A Washington-based environmental group, whose partners include major US companies, considers the Sulu-Sulawesi Seas as probably “the highest marine priority area on Earth,” according to the group’s co-founder.
Peter Seligmann, chair and CEO of Conservation International, gave this assessment as he welcomed the government’s recent calls to protect the Verde Island Passage, a teeming marine ecosystem within the Philippine side of the Sulu-Sulawesi waters that are also shared by Malaysia and Indonesia.
He noted, though, that the donor community that the group can tap for the Verde Passage would expect the Philippines to “deliver” on its initial plans.
He also said potential funders would like to know if the recipient country had a long-term strategy to combine conservation with job creation and ensure that “extractive industries” would not sap natural resources dry.
“There has to be government commitment. We have to be convinced that the solutions developed in the Philippines are going to work. Once you define that, I don’t think there’s going to be difficulty finding financial resources,” said Seligmann, who met with local partners in Manila last month and personally saw Verde’s treasures on a diving trip.
CI is a partner in a two-year-old, private sector initiative with power producer First Gen Corp. and the First Philippine Conservation Inc. to protect Verde from destructive practices and promote it for eco-tourism.

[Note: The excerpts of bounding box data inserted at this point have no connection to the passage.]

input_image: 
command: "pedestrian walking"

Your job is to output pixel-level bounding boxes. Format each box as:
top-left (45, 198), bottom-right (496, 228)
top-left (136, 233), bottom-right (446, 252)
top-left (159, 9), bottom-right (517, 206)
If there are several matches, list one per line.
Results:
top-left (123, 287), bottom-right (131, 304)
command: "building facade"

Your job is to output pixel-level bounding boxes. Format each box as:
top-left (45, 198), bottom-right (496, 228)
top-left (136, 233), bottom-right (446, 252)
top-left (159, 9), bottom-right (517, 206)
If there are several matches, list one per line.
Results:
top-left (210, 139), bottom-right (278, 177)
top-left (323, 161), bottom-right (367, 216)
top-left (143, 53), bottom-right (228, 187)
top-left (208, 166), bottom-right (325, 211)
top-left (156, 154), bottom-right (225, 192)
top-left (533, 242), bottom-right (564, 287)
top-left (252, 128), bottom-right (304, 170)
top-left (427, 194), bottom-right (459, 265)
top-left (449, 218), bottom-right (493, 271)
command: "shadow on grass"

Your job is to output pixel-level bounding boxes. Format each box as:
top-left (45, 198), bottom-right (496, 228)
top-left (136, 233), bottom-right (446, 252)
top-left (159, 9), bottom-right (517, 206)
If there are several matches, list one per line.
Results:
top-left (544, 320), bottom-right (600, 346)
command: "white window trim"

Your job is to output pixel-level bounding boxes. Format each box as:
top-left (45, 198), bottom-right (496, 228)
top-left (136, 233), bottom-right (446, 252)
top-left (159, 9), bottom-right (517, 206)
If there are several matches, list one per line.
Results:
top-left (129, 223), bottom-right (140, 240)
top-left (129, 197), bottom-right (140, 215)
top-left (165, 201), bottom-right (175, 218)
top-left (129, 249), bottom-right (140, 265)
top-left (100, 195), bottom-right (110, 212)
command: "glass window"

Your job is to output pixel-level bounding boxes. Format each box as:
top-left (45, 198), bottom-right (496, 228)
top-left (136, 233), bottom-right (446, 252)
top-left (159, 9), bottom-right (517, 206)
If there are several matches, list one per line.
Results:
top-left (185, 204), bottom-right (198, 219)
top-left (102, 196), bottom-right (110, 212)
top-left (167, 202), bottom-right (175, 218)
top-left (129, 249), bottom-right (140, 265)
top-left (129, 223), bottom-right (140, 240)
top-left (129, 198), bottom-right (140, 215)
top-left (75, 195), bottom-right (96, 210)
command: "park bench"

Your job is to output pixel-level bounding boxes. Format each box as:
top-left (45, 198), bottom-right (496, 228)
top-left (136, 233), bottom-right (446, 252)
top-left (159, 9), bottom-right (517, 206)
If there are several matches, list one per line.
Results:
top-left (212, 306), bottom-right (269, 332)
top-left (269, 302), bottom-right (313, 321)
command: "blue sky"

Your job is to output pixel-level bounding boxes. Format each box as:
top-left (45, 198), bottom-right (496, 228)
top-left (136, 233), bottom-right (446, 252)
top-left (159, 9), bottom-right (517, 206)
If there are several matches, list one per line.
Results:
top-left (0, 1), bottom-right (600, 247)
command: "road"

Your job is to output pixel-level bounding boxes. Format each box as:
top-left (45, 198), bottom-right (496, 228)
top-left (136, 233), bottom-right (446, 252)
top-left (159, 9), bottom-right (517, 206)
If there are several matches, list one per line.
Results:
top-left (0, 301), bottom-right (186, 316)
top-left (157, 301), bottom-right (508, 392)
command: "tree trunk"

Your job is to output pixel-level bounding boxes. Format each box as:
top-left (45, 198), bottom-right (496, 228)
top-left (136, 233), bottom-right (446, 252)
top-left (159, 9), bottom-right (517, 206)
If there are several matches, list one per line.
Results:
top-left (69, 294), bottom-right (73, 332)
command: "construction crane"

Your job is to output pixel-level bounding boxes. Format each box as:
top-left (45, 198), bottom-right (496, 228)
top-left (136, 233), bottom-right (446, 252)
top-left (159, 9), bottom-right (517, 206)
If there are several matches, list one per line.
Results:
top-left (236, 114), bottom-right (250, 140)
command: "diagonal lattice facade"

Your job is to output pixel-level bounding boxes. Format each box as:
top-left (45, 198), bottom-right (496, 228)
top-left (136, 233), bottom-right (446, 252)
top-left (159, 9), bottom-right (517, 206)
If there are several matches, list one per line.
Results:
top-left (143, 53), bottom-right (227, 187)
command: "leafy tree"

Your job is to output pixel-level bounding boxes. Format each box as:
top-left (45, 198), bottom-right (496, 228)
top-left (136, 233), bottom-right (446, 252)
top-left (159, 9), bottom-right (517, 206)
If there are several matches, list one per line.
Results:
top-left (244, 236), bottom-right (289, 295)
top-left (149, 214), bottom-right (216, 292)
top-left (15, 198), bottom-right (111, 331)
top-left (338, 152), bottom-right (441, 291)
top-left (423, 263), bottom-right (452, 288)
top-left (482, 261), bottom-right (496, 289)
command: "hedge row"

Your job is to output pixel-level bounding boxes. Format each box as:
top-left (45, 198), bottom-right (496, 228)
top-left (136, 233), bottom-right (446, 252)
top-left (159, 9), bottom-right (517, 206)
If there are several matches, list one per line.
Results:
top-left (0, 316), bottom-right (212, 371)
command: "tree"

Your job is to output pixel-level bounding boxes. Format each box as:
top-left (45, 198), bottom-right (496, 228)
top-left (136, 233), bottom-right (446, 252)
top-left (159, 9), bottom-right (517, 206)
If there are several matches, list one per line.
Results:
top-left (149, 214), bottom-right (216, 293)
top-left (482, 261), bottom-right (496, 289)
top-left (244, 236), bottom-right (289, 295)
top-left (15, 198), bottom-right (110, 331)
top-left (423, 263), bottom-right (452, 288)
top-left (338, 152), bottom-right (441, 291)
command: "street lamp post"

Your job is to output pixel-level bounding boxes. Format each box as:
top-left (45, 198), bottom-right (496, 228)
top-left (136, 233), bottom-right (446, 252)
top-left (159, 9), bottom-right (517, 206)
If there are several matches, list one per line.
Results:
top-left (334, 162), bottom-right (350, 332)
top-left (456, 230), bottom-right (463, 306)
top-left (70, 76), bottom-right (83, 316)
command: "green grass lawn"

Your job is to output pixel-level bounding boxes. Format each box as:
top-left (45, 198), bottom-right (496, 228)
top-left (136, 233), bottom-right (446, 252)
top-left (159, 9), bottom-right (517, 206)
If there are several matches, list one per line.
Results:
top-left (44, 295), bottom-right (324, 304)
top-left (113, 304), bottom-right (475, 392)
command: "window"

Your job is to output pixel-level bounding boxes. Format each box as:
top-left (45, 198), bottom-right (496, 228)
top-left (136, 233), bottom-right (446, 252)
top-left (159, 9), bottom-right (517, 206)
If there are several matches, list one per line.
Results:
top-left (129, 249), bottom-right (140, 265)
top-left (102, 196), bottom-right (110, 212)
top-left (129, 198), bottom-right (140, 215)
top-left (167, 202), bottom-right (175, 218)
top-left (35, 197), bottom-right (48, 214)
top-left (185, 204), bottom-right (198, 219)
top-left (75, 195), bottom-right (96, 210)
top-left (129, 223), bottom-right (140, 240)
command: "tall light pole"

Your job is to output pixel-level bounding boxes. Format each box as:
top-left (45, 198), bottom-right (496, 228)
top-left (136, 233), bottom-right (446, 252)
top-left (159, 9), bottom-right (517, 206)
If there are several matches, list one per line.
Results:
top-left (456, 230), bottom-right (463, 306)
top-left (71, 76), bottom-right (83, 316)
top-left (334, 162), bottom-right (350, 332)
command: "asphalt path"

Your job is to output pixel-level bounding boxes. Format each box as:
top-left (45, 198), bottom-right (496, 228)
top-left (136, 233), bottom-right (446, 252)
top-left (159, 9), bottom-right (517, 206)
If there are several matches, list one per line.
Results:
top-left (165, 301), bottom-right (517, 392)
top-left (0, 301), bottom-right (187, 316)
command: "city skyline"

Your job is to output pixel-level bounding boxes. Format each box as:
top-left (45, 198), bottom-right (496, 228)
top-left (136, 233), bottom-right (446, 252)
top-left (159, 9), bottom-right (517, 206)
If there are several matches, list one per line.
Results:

He said CI had been telling donor companies that Sulu-Sulawesi “is one of the highest, if not the highest marine (conservation) priority area on Earth.”

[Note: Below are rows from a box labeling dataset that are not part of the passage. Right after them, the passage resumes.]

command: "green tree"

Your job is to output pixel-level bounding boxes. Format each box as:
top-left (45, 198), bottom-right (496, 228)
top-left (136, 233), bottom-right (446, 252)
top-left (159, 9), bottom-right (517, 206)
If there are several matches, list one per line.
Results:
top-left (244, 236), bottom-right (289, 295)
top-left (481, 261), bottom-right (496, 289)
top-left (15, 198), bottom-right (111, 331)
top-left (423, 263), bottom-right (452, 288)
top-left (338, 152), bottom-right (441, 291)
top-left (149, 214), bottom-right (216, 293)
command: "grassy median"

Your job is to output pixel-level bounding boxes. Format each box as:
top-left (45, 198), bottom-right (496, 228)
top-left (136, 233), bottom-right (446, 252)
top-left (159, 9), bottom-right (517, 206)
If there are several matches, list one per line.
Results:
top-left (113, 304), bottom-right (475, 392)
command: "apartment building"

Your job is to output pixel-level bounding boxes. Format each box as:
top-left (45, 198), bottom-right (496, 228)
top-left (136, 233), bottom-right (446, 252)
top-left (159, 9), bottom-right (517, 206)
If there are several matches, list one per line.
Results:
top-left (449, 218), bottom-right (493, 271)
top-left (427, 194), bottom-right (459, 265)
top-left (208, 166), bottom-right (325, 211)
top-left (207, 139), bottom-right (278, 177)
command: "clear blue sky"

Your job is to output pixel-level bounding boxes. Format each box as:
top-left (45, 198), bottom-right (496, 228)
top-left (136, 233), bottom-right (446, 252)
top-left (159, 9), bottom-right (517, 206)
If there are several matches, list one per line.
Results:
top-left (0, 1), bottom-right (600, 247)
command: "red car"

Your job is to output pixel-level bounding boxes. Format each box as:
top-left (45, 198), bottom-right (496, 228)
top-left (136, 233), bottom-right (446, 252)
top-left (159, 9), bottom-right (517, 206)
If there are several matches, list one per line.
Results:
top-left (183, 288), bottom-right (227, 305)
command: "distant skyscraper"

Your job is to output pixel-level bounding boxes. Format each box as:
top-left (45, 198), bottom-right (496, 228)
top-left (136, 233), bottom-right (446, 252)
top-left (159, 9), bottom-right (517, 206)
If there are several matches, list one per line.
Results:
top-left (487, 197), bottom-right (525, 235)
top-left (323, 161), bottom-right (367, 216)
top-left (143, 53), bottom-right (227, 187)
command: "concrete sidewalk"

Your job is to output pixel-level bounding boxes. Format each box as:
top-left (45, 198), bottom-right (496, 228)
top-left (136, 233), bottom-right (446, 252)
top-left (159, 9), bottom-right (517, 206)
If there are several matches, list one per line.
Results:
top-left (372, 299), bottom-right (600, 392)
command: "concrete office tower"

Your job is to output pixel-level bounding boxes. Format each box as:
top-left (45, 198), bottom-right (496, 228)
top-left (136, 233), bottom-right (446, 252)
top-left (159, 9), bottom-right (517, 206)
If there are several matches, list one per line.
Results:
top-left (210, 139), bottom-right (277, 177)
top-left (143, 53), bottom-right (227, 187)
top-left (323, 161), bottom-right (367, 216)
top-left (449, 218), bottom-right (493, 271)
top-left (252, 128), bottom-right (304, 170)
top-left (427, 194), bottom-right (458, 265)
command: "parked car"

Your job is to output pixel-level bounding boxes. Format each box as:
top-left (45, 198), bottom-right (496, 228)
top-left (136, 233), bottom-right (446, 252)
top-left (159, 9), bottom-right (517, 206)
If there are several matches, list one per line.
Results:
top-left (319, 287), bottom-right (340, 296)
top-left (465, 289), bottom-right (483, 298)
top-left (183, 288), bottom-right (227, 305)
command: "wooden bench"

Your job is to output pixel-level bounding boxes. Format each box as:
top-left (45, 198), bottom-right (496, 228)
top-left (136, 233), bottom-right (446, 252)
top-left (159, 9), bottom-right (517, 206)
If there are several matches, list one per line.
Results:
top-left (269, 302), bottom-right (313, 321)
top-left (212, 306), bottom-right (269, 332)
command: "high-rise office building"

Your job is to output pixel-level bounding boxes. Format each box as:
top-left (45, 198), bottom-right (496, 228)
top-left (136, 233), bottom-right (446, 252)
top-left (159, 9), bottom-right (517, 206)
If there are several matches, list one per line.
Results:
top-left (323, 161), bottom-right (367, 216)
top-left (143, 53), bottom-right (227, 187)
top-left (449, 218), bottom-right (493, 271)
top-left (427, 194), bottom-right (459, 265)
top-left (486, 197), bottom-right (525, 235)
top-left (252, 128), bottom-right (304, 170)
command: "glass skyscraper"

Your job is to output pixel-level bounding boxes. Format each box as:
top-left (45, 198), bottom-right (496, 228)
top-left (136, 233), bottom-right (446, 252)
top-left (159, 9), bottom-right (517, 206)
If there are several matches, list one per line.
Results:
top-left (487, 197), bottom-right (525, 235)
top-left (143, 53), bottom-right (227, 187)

Among the philanthropists supporting the effort was the Walton family, owner of the retail giant Wal-Mart, he said.
“So for the Philippines, it’s now a matter of whether it can deliver,” he said in an interview with the Inquirer.

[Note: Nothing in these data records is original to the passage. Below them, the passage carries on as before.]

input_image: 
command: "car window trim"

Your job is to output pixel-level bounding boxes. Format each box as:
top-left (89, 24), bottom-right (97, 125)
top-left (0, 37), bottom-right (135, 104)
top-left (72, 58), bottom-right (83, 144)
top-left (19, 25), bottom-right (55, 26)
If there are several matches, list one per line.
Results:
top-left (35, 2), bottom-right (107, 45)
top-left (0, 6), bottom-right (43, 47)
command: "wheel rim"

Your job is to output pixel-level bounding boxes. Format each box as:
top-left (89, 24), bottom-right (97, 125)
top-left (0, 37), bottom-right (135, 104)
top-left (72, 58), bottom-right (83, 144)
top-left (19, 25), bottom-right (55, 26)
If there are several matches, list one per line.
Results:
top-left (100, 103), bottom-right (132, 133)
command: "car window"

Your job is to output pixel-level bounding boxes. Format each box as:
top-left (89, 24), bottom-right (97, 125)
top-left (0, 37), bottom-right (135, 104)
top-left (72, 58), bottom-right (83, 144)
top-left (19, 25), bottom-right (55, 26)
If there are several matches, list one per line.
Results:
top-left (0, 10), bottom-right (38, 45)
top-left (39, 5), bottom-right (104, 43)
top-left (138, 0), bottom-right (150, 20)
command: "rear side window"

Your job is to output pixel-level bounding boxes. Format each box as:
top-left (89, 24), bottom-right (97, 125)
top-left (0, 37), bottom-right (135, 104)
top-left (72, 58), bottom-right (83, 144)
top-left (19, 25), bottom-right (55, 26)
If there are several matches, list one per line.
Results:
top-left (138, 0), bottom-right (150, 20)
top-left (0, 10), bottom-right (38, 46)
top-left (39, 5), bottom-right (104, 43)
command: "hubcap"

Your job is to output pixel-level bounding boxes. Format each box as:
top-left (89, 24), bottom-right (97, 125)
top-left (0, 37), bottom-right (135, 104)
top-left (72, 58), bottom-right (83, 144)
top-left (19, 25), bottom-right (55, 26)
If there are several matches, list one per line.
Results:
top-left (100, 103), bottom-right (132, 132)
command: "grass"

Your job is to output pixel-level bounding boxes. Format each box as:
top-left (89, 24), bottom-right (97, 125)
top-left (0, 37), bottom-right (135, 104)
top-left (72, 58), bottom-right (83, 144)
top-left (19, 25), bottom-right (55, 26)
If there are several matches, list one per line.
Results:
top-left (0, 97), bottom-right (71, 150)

President Gloria Macapagal Arroyo issued last Nov. 8 an executive order declaring the Verde Passage, a sea lane between the provinces of Batangas and Mindoro, a national protected area.
The order came days after the release of a three-year biodiversity study by the World Conservation Union showing that Verde’s waters host up to 1,736 overlapping marine species in a span of just over 10 kilometers.
This earned Verde the record of having the highest concentration of marine life in the world, according to the study titled “The Center of Marine Shorefish Biodiversity: The Philippine Islands.”